Once the passageway was clear, Sell was equipped with a harness and ropes and lowered into the trench head-first.
“I went down head-first,” Sell said. “He wasn’t really hurt, just trapped. I was able to pull him loose from the dirt. I told him to hang on. I basically bear-hugged him around the waste. He hung tight, but obviously I wasn’t going to let him go.”
Sell said Schnider remained calm throughout the ordeal, which helped make the rescue mission a success.
“In a situation like that, 90 percent of it is mental,” Sell said. “Most people aren’t used to that type of environment and they often panic. When we go into a rescue situation, we don’t know how people will react.”
By the time Schnider was brought to the surface, dozens of onlookers and members of the news media had gathered at the scene.
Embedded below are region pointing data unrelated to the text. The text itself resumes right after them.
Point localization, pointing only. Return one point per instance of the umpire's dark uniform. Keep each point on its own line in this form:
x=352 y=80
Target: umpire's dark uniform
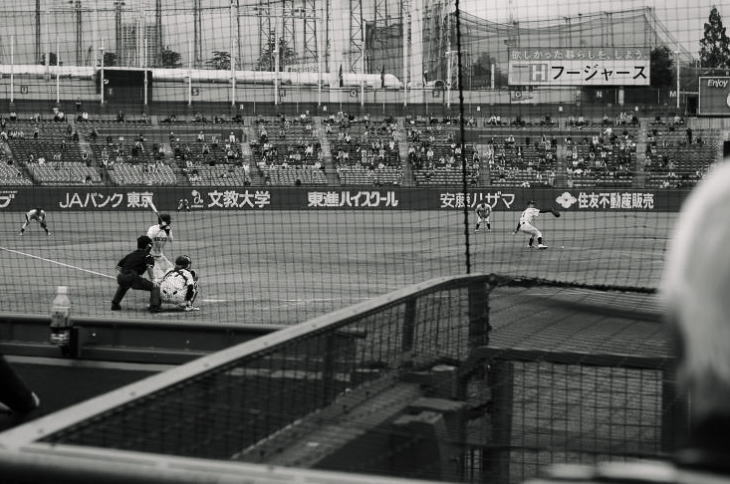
x=131 y=268
x=13 y=391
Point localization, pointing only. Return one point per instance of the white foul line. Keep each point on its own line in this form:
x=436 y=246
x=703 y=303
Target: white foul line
x=56 y=262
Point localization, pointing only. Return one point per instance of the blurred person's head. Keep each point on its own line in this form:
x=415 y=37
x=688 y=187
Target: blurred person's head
x=695 y=289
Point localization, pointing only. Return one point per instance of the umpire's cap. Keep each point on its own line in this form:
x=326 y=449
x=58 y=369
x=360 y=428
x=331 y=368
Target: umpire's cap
x=183 y=261
x=143 y=241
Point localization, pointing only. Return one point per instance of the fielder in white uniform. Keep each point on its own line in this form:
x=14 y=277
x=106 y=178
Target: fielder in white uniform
x=160 y=234
x=38 y=215
x=526 y=224
x=483 y=210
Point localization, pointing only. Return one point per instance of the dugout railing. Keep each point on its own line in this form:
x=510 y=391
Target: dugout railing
x=250 y=401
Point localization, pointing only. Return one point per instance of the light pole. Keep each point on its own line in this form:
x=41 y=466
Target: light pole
x=101 y=74
x=676 y=59
x=118 y=27
x=79 y=33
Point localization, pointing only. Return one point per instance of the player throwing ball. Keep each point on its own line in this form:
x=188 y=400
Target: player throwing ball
x=483 y=210
x=160 y=234
x=180 y=285
x=38 y=215
x=525 y=224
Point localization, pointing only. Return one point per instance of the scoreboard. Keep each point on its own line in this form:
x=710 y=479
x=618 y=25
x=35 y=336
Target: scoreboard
x=580 y=66
x=714 y=96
Several members of Schnider's family were also present. Sell remembers hearing the cheers and feeling a collective sense of relief as he and Schnider emerged from the trench.
“There was a lot of tension. The guy’s wife and kids were standing 150 yards away,” Sell said. “It all came out good, but these things don’t always end that way.”
Schnider was transported to an Omaha hospital by medical helicopter and released after treatment for minor injuries.
Nearly 30 firefighters and first responders took part in the rescue operation. Sell, Brian Demery, Kevin Meschede and Capt. Peter Phillips were awarded the Medal of Courage. Others were presented awards for bravery that day. Schnider and his family have thanked the firefighters and rescue personnel in person for their efforts.
Sell said he’s appreciative of the Medal of Courage he’s been presented, but the greatest satisfaction from the rescue comes from knowing that Schnider is alive and reunited with his family.
“Nothing makes you feel better than sending a guy back to his kids,” he said.